From “Westlodge” travel along the R532. About 1 km from “Westlodge” there is a turn-off to the right, onto the R534 which is a 15,4 km ‘loop’ along the escarpment and which rejoins the R532 at a point 8,1 km from Graskop


Pinnacle Rock.

This is a tall column of weathered quartzite littered with brightly coloured aloes. It rises 30 m above the indigenous forest in the surrounding Driekop Gorge. This is also the source of the Ngwaritsana River which cascades through the narrow cleft on the right, at the head of the gorge.


God’s Window.

The view onto the escarpment forest is ‘framed’ by the vertical cliffs of a deep gorge. From this ‘window’ a paved path leads along the escarpment and includes a fairly ‘stiff’ walk to Quartzkop and the ‘Rain Forest’ with its natural garden below a canopy of trees; brightly coloured aloes in the winter and set off by outcrops of sandstone weathered into haunting prehistoric shapes. A trail leads through the rain forest to ‘Wonderview’. At 1 750 m above sea level, the walk also offers magnificent views across the Lowveld with its afforested area in the foreground; Kruger National Park beyond that and the Lebombo mountains in the distance which form the natural border with Mozambique.


 

Lisbon Falls.

A treble cascade of water plummets 95 m to a pool at the bottom. Beware, the area is not fenced whilst a few careless visitors have fallen to their death over the falls.


Berlin Falls.

Named after the farm on which it is situated, a single stream of water falls 45 m to a pool at the bottom. There is a path used by locals to cross the falls at the top with some spectacular views.

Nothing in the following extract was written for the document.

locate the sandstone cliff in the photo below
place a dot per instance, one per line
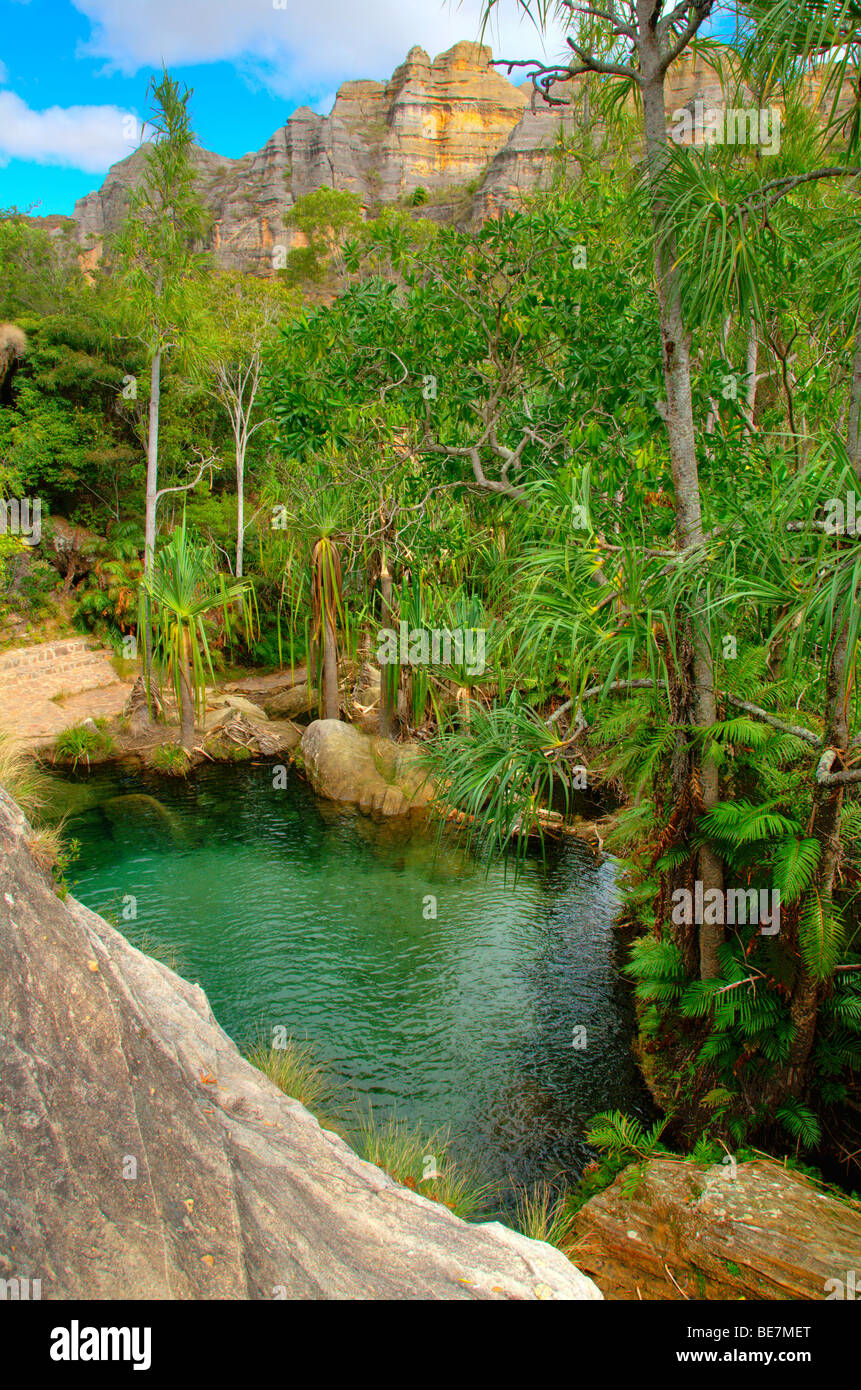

This area is typical of the early years (during the latter half of the 19th century) when those seeking their fortunes panned the streams looking for alluvial gold.

From the Berlin Falls the R532 will take you through dense Pine and Eucalyptus plantations. Some 33 km from Graskop the road links up with the Treur river and the southern reaches of the Blyde River Canyon. The spectacular and breathtaking rock formations and scattered waterfalls during the summer months are covered with orange and yellow lichen, which are most impressive during the afternnon when the sun shines onto them.

Voortrekker monument.

Insignificant in stature, it neverthelss signifies the epic horseback and ox wagon journeys of Louis Trichardt and Andries Hendrik Potgieter in their tireless attempts to establish a trade route and links with the Portuguese in Delagoa Bay, now Maputo, to get as far away as possible from the influence of the British who had occupied the Cape; annexed Natal and were showing an ‘unhealthy’ interest in the gold fields of the Witwatersrand in the Transvaal.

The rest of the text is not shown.